Even when talking about her childhood, in all of Augustine’s voluminous writings he almost only calls Monica simply “mother.” The one time does he gives us her name, at the very end of Book 9 of the Confessions, is when he asks his readers to pray for his parents. If it wasn’t for that one inclusion, we would have no idea what Monica’s name even was. She would have remained for all time simply “Augustine’s mother.”

And “Augustine’s mother” is not everyone’s cup of tea. She can come off as a bit saccharine, a bit of a stick in the mud, a bit clingy and pious in Augustine’s Confessions. I think that I came to enjoy her more only after I read the other books where Augustine shows us Monica in action, in the dialogues that he wrote early in his literary career. There, we get to see Monica in so many different lights: as a lunch-maker, as a singer, as a bold questioner, as a philosopher. She tells off one of Augustine’s students for singing a church song while on the toilet—granted still a bit too pious perhaps. But she is also willing to ask the “silly” questions that help the other less educated participants save face. Augustine calls her a philosopher in these dialogues and uses her presence to tell anyone who will listen that women can be philosophers too.

Sure, women can be philosophers. But can mothers be philosophers? I’m freshly interested in intellectual mothers lately—as an academic with two toddlers. I’ve become fascinated about when mothers are given important roles as the ones that form and educate. What is this formative role they have, both intellectual and physical?

In Monica’s mini-biography, which is written as a flash-back at the moment of her death, Augustine focuses on Monica’s education. But her own mother is oddly absent. Monica’s parents outsource their daughters’ education to a wise slave teacher.
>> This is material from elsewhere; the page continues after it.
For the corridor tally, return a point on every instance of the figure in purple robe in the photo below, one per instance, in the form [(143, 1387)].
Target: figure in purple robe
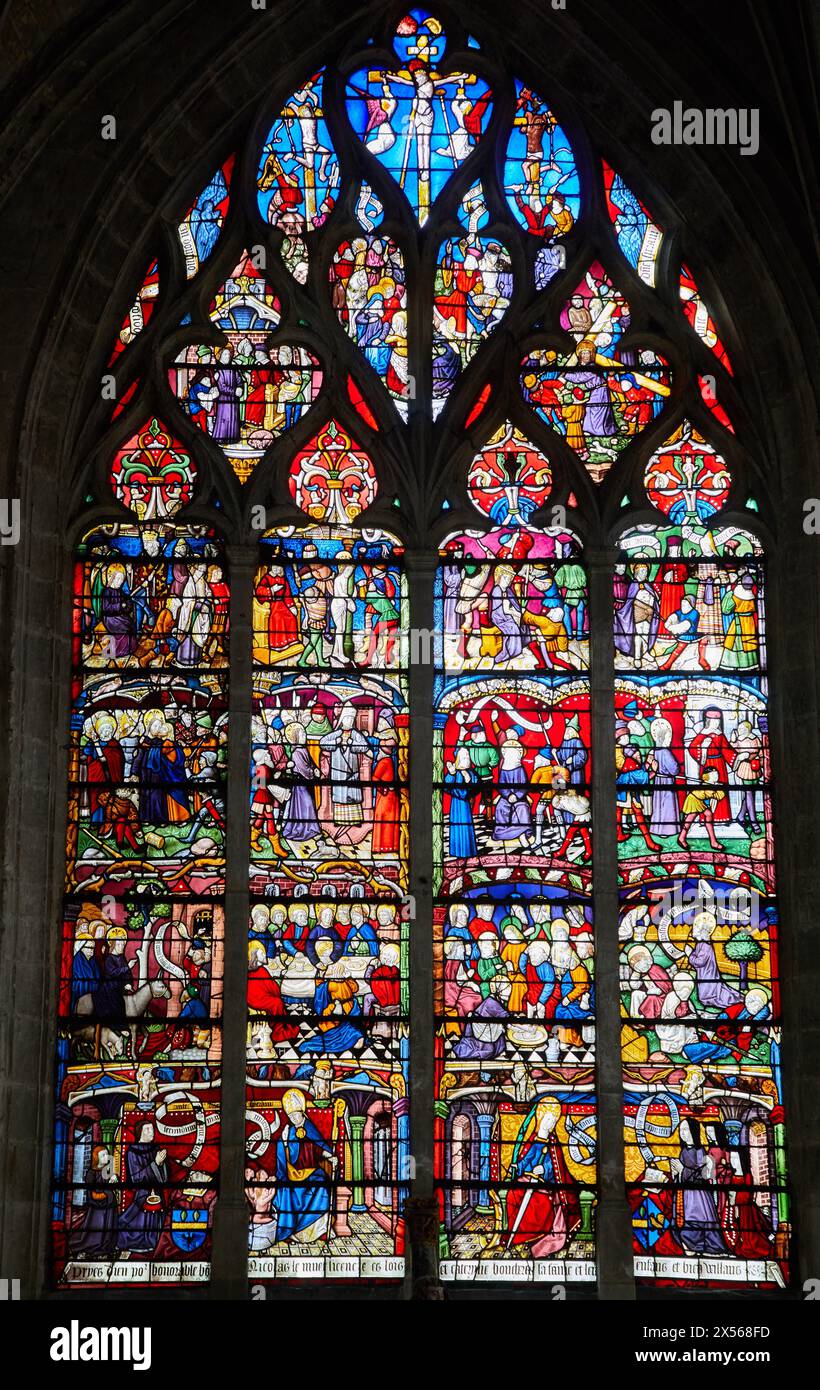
[(666, 813), (141, 1223), (712, 991), (109, 998), (505, 613), (300, 820), (118, 617), (484, 1036), (95, 1237), (512, 813), (638, 617), (227, 410), (599, 421), (701, 1226)]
The chief concern of the slave teacher is to make sure the young women learn self-control in drinking—even water. Augustine is at pains to show that Monica’s slave teacher is both wise and pious. And yet she is also a total failure. In the very next paragraph after extolling this slave’s wisdom, Augustine reveals that Monica starts sneaking unmixed wine straight from the storeroom (Conf. 9.8.18). Her teacher failed in the one lesson she was most keen to teach.
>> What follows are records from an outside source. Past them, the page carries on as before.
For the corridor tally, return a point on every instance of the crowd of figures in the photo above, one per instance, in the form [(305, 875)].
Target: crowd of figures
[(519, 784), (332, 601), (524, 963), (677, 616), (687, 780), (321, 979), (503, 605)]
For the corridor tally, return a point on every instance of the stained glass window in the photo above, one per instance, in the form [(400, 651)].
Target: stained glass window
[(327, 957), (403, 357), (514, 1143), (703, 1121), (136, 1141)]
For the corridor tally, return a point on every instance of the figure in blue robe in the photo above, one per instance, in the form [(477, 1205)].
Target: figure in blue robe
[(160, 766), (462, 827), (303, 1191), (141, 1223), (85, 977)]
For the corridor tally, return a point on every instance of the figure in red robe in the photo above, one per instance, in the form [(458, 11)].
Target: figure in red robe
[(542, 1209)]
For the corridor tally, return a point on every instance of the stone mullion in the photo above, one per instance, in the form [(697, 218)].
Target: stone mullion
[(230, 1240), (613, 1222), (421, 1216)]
Rather than the wise slave teacher, it’s a different, rather vindictive slave girl that helps Monica back on track. Yet Augustine doesn’t say that this woman taught Monica either.

Who teaches Monica in this educational narrative if not her mother, nor her wise pedagogue, nor the foolish slave that challenges her drinking?

Augustine says that external words of rebuke from others were simply the means of Monica teaching herself. “She reflected upon her own foul addiction, at once condemned it, and stopped the habit” (Conf. 9.9.18). Augustine follows up his story with a generalizing statement about the unimportance of any teacher’s intention. “Thereby you showed that no one should attribute it to his own power if by anything he says he sets on the right path someone whom he wishes to be corrected” (Conf. 9.9.18, trans. Chadwick). The conclusion from this episode is widened out to all teachers, undercutting the very possibility of teaching.

Just as Monica’s education was internal, so too was Augustine’s. Monica could not make her son change his way of life, no matter how much she prayed, cried, or pleaded.

Augustine, through his mother’s story of her childhood, invites us to think about the power(lessness) of authorities, both biological and cultural. Teaching doesn’t happen “out there,” in the mix of words between people. It happens “in here,” where we accept things, where things “click,” where we are willing to change our lives. Our words and example can only provide the context for others to learn. The learning itself happens within.

Recently I experienced, for the second time, a second-trimester miscarriage. Sometimes I wonder how I was a mother to those children. How did I form them, or fail to form them? How did they form me? Perhaps I need to think again. Perhaps I wasn’t the one forming them at all. They had their own inner workings, their own impulse towards development. I was the context in which they were being formed.

Just so, I can never actually form my students, my readers, or my living children. Teaching can only happen inside.

Monica is useful for thinking about how mothers and teachers make an impact. It helps us realize our own powerlessness, even in those moments when what we say or do might make a world of difference.